Erasure Coding (EC) is a storage policy that uses mathematical algorithms to split an object into data fragments and additional parity fragments distributed across different storage nodes in the object storage cluster. EC has a lower write performance than RF since additional computational overhead exists when encoding and decoding the distributed data fragments. However, using an EC storage policy offers advantages such as storage efficiency, given that the overhead for data redundancy is distributed across the fragments, allowing for higher overall storage capacity.
Optimizing performance, automatically
In modern cloud workloads, it is hard to determine and ensure that a consistent object size gets used. Every workflow, workload, and application set differs in terms of the average size of objects. Furthermore, Managed Service Providers (MSP) and Cloud Storage Providers (CSP) often lack visibility into their customer’s applications and workflows, nor do they have a way to know the object sizes their tenant customers are using. Thus, the storage layer needs to become more intelligent and application aware.
With the HS 7.5.1 release, Cloudian now supports configuring hybrid storage policies.
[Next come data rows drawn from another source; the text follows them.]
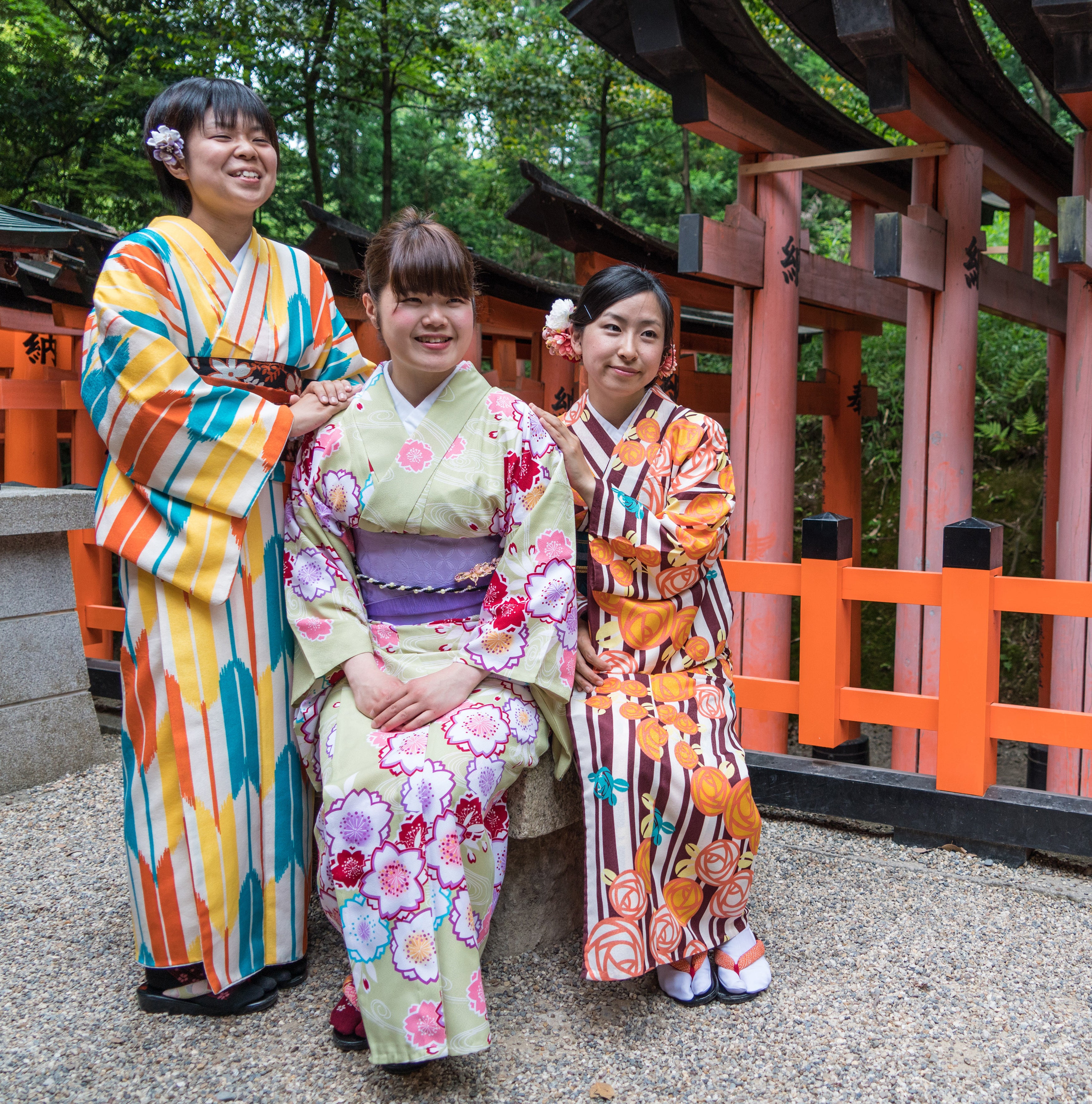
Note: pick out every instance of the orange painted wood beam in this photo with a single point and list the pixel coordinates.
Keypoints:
(777, 696)
(932, 119)
(738, 125)
(885, 707)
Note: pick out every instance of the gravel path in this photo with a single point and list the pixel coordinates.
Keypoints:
(898, 975)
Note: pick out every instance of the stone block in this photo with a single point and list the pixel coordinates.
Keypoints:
(42, 740)
(36, 574)
(43, 656)
(45, 511)
(543, 900)
(538, 805)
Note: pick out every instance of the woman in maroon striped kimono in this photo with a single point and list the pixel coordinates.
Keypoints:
(672, 827)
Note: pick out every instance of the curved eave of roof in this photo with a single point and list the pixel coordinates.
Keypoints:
(721, 41)
(951, 53)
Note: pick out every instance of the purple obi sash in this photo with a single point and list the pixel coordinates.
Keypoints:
(407, 579)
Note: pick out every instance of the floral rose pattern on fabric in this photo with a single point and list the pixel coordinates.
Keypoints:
(413, 832)
(672, 830)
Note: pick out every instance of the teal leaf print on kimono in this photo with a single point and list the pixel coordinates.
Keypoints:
(631, 504)
(607, 787)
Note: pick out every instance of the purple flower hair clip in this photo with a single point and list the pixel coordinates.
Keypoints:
(166, 145)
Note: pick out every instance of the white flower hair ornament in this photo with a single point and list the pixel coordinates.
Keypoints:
(166, 146)
(558, 335)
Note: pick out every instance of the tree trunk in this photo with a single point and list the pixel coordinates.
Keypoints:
(313, 72)
(687, 206)
(604, 134)
(387, 112)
With this feature, HyperStore becomes more application-aware storage with intelligent functionality by creating a new storage policy on a bucket that will detect the size of the object and, depending on its size, will automatically place the object in a replica (RF) configured bucket if it is less than a configured threshold or in an erasure coding (EC) configured bucket if the size of the object is greater than the configured threshold. By default, the threshold is 200 KiB. Hybrid policies also work in multi-DC scenarios using distributed EC deployments, where replication factor (rather than EC) is applied across DCs for smaller-size objects. This hybrid storage policy feature allows for a “best of both” storage strategy that enables the ability to realize the best performance for smaller-size objects and the best storage efficiency for larger-size objects.